As shown in SPARK-14922, the target version for this fix is 3.0.0 and it is still in progress.
As such there are two possible workarounds in my view.
Let's set up the problem using Spark 2.4.3:
// We create the table
spark.sql("CREATE TABLE IF NOT EXISTS potato (size INT) PARTITIONED BY (hour STRING)")
// Enable dynamic partitioning
spark.conf.set("hive.exec.dynamic.partition.mode","nonstrict")
// Insert some dummy records
(1 to 9).map(i => spark.sql(s"INSERT INTO potato VALUES ($i, '2020-06-07T0$i')"))
// Verify inserts
spark.table("potato").count // 9 records
Now... Trying to drop a single partition from inside spark works!
spark.sql("""ALTER TABLE potato DROP IF EXISTS PARTITION (hour='2020-06-07T01')""")
spark.table("potato").count // 8 records
Trying to drop multiple partitions doesn't work.
spark.sql("""ALTER TABLE potato DROP IF EXISTS PARTITION (hour="2020-06-07T02", hour="2020-06-07T03")""")
org.apache.spark.sql.catalyst.parser.ParseException:
Found duplicate keys 'hour'.(line 1, pos 34)
== SQL ==
ALTER TABLE potato DROP IF EXISTS PARTITION (hour="2020-06-07T02", hour="2020-06-07T03")
----------------------------------^^^
Using a comparison operator to drop a range of partitions also doesn't work.
spark.sql("""ALTER TABLE potato DROP IF EXISTS PARTITION (hour<="2020-06-07T03")""")
org.apache.spark.sql.catalyst.parser.ParseException:
mismatched input '<=' expecting {')', ','}(line 1, pos 49)
== SQL ==
ALTER TABLE potato DROP IF EXISTS PARTITION (hour<="2020-06-07T03")
-------------------------------------------------^^^
This supposedly happens because the partition column is a string and we are using comparison operators.
The solution I found is:
- Get the list of partitions and conditionally filter them.
- Either drop the individual partitions one by one, or pass them as a sequence of
[Map[String,String]
(TablePartitionSpec
) to the catalog's dropPartitions
function.
Step 1:
// Get External Catalog
val catalog = spark.sharedState.externalCatalog
// Get the spec from the list of partitions
val partitions = catalog.listPartitions("default", "potato").map(_.spec)

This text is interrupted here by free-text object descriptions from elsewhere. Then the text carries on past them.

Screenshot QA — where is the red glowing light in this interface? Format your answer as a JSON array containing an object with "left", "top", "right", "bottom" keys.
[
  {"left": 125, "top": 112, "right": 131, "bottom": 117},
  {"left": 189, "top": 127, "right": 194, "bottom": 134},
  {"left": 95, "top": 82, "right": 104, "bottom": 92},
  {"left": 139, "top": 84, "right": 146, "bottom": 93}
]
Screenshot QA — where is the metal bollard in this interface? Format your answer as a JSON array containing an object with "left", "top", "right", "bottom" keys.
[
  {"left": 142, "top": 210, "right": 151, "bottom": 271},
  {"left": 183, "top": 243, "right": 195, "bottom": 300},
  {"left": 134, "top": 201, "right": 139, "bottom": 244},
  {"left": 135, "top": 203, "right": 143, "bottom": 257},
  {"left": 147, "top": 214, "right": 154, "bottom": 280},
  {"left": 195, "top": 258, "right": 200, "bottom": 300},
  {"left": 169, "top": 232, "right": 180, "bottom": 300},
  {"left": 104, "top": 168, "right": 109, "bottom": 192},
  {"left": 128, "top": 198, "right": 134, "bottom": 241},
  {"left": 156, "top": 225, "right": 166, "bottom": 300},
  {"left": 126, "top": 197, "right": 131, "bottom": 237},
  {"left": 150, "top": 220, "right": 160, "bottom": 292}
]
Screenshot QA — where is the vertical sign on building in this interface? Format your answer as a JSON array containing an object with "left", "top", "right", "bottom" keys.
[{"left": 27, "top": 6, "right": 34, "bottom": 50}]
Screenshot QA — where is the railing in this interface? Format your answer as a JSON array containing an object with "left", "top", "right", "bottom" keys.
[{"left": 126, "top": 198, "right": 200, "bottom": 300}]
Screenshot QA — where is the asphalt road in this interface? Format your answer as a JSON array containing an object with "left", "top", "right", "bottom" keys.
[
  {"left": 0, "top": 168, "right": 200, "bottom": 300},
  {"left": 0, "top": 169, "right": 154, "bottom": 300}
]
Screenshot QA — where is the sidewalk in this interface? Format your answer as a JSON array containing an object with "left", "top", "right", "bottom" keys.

// Filter according to the condition you attempted.
val filteredPartitions = partitions.flatten.filter(_._2 <= "2020-06-07T03")
.map(t => Map(t._1 -> t._2))
Step 2:
We pass each argument tuple to an individual ALTER TABLE DROP PARTITION statement.
filteredPartitions.flatten.foreach(t =>
spark.sql(s"""ALTER TABLE potato DROP IF EXISTS PARTITION (${t._1}="${t._2}")"""))
spark.table("potato").count // 6 records
Or pass them to the Catalog's dropPartition
function.
// If you purge data, it gets deleted immediately and isn't moved to trash.
// This takes precedence over retainData, so even if you retainData but purge,
// your data is gone.
catalog.dropPartitions("default", "potato", filteredPartitions,
ignoreIfNotExists=true, purge=true, retainData=false)
spark.table("potato").count // 6 records
I hope that was helpful. Let me know if you have a better solution for Spark 2.x.